Jouer au hockey sur De Bleury. Dîner sur le gazon rue Sainte-Catherine, face au complexe Desjardins. Et, surtout, respirer un air sans monoxyde de carbone en plein centre-ville de Montréal. Ces jolis fantasmes d'écolo sont devenus réalité hier pour les quelque 50 000 piétons qui ont pris possession du quadrilatère qui leur était réservé à l'occasion de la journée En ville sans ma voiture.

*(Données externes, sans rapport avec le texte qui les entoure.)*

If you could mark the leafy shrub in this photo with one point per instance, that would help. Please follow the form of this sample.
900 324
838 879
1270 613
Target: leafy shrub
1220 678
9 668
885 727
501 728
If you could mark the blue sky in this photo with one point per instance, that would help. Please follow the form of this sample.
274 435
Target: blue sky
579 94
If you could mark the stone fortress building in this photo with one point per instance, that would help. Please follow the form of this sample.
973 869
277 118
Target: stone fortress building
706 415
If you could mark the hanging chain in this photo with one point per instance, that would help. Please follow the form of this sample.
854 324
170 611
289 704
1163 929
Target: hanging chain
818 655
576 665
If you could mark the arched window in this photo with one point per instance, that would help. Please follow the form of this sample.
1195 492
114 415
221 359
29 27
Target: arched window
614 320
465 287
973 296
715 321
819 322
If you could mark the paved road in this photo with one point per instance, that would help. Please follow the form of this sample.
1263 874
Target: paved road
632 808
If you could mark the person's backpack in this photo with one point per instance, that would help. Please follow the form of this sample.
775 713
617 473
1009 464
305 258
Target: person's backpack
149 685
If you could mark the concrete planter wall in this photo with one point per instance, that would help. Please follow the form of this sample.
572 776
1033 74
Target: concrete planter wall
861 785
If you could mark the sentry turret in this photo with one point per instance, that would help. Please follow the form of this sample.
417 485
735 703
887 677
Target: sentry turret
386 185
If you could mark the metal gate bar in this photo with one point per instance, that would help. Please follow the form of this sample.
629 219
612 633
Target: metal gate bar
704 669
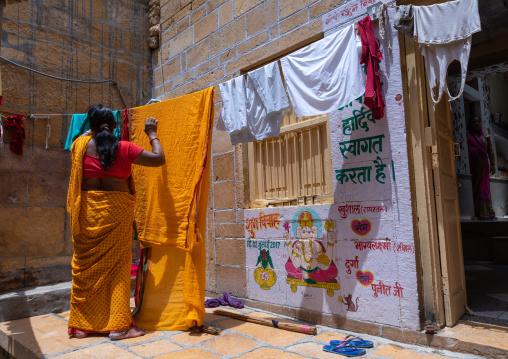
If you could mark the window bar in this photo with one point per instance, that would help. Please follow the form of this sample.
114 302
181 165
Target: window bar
320 159
270 171
297 164
286 167
260 168
304 179
275 172
312 163
265 167
282 169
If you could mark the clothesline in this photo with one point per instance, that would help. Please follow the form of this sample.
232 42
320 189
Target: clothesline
66 79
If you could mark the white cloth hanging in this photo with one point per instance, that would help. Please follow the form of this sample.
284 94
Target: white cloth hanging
325 75
444 33
253 105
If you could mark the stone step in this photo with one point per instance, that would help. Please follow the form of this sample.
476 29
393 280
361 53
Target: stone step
30 302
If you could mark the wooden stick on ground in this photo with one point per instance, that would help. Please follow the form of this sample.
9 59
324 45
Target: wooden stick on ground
271 323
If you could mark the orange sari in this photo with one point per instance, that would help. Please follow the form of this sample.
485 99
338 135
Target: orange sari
101 223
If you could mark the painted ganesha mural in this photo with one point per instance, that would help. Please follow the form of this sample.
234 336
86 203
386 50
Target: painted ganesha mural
310 262
305 251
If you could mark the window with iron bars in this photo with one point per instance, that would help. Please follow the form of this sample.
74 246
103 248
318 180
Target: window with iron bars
294 168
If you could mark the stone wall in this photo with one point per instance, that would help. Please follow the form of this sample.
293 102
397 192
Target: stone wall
205 43
80 39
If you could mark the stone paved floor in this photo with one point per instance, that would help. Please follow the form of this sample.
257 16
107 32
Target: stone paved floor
45 337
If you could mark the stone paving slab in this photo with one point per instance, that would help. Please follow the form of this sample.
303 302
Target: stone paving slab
46 337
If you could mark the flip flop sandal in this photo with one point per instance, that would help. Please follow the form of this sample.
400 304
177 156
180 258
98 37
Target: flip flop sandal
346 349
356 341
206 329
118 335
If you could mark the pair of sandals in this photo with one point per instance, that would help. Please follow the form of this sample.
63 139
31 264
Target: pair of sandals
351 346
113 335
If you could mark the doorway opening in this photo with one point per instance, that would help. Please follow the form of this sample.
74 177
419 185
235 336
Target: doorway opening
484 240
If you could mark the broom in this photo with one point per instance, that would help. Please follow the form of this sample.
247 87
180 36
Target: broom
271 323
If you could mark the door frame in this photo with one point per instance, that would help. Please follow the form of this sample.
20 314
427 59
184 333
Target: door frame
432 310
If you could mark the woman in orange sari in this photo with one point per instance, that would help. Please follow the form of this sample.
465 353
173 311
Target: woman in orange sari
101 202
481 154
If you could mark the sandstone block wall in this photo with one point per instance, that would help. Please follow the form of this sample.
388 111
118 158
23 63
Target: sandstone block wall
81 39
204 43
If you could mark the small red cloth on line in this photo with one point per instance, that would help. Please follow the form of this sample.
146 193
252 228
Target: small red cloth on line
125 131
126 155
134 269
16 122
371 55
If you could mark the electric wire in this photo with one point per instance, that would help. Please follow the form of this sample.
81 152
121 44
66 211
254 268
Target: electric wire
65 79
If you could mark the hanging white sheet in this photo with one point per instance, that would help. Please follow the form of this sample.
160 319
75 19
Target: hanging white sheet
444 32
325 75
253 106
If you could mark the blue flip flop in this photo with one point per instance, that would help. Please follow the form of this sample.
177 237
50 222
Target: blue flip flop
355 340
345 349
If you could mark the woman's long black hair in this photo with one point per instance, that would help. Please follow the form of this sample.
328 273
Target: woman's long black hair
102 121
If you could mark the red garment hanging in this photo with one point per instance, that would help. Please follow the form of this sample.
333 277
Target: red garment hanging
125 131
371 55
16 122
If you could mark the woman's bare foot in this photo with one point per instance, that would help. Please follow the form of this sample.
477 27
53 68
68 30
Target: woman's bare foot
131 333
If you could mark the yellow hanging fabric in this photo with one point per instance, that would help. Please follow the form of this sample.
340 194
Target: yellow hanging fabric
170 213
101 223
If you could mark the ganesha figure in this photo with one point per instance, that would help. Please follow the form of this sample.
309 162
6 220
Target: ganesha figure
309 260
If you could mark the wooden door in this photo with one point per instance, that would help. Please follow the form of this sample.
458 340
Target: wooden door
447 209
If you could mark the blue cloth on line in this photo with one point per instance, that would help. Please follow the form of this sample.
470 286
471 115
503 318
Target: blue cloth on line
80 124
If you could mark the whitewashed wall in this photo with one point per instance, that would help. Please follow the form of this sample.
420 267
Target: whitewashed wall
382 252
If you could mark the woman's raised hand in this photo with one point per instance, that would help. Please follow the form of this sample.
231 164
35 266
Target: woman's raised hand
151 126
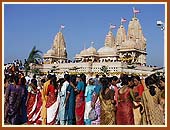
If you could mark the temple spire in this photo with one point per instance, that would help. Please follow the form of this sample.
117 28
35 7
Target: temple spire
135 11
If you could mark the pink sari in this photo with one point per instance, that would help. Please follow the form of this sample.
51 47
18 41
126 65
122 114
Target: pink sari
80 108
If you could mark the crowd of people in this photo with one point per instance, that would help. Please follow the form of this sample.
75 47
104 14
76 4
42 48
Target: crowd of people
123 100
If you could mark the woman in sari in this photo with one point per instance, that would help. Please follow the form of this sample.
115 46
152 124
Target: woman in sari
124 114
24 93
88 98
62 94
13 102
106 96
152 114
70 102
80 102
37 119
31 101
137 90
52 103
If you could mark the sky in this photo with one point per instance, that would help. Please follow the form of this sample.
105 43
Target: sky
28 25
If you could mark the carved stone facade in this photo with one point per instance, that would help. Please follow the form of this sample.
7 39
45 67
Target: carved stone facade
117 53
58 51
130 48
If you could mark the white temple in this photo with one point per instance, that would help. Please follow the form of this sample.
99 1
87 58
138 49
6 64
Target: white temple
125 52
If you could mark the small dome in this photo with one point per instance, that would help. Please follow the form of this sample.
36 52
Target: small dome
129 44
91 50
83 52
107 51
51 52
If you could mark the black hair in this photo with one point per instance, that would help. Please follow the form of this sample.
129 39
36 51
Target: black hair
23 81
49 76
34 76
73 79
67 77
16 79
105 84
42 80
34 81
91 81
114 78
124 78
136 77
97 76
152 90
54 81
83 78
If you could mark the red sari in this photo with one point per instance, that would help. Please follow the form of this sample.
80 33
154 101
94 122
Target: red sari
124 114
80 108
31 105
51 105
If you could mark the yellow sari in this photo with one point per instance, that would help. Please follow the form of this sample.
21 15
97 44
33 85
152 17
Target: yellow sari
107 115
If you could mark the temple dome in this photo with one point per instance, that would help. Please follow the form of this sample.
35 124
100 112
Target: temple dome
91 50
51 52
83 52
107 51
130 44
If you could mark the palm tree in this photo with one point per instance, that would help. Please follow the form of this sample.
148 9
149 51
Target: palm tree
33 57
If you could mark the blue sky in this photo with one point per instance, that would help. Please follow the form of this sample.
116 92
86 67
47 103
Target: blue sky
26 25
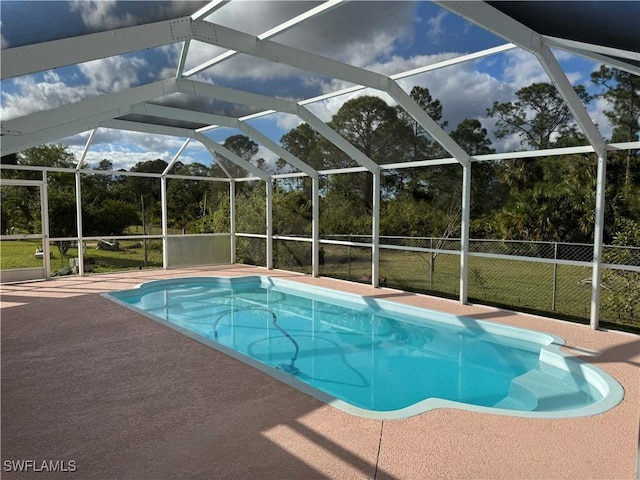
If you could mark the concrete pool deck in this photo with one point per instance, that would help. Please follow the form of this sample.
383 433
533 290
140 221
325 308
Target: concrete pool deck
89 381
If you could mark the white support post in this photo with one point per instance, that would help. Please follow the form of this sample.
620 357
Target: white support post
315 226
269 219
165 230
44 212
464 233
232 218
79 223
375 231
597 240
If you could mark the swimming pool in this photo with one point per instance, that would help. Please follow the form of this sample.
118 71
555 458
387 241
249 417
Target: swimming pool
373 357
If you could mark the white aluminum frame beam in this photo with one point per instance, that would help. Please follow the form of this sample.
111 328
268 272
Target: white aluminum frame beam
233 39
176 156
229 155
86 148
230 122
49 125
277 30
503 25
70 51
280 105
506 27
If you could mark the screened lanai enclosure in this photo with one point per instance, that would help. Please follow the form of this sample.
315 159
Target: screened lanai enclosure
483 151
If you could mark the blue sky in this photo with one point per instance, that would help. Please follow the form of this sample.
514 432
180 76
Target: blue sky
387 37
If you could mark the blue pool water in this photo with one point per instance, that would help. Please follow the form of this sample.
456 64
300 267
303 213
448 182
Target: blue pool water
373 357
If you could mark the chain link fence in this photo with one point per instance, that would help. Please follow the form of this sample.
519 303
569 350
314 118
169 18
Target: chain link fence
547 278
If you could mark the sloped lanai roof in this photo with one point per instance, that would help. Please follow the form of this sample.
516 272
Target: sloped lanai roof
601 31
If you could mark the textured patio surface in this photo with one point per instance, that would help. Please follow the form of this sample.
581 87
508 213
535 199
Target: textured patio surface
87 380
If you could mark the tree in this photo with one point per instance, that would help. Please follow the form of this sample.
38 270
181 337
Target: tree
375 129
539 116
243 147
622 91
486 192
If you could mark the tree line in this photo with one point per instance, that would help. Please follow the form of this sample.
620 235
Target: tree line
551 199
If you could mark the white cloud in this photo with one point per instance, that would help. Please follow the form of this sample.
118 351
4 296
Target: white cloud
28 94
522 68
101 14
3 41
354 33
113 74
125 149
435 24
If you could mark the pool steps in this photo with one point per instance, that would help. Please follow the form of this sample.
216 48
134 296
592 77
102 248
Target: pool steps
544 389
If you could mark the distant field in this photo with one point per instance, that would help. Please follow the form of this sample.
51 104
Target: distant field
20 254
512 284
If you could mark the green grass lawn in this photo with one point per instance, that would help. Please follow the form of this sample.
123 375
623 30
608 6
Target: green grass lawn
514 284
20 254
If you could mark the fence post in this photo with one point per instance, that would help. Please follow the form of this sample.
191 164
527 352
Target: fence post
555 277
431 264
349 262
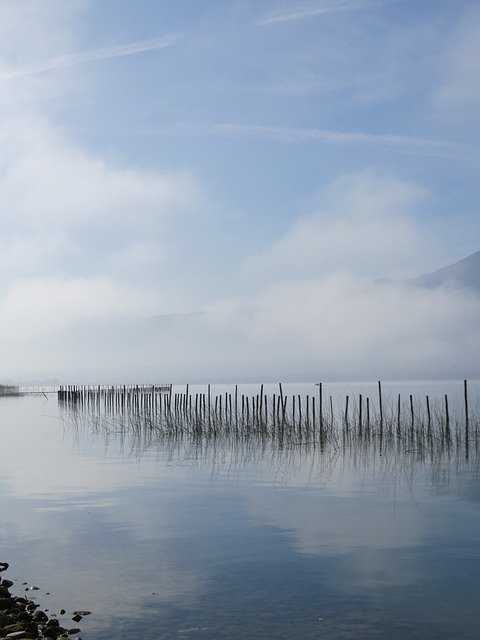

«Je marche tous les jours dans le coin pour me rendre au travail, mais là, je vais sûrement avoir un petit pincement au coeur demain: c'est tellement plus le fun de marcher en pleine rue avec tout le monde!» jubilait Angelo Rivet, représentant publicitaire croisé en fin de matinée angle Sainte-Catherine et Jeanne-Mance. À deux pas de là, une demi-douzaine d'enfants de 8 à 10 ans s'étaient emparés de bâtons de hockey et envoyaient à qui mieux mieux une balle orange dans les filets dressés en pleine rue De Bleury. Celui qui offrait ce petit plaisir aux passants, Paul-Antoine Troxler, coordonnateur à l'éco-quartier Peter-McGill, semblait ému.

«On a décidé de faire quelque chose de tout simple, une façon pour les adultes de se rappeler comment ils s'appropriaient la rue en y jouant au hockey. C'est tellement typique à Montréal... même si on voit ça de plus en plus rarement avec la circulation automobile qui augmente.»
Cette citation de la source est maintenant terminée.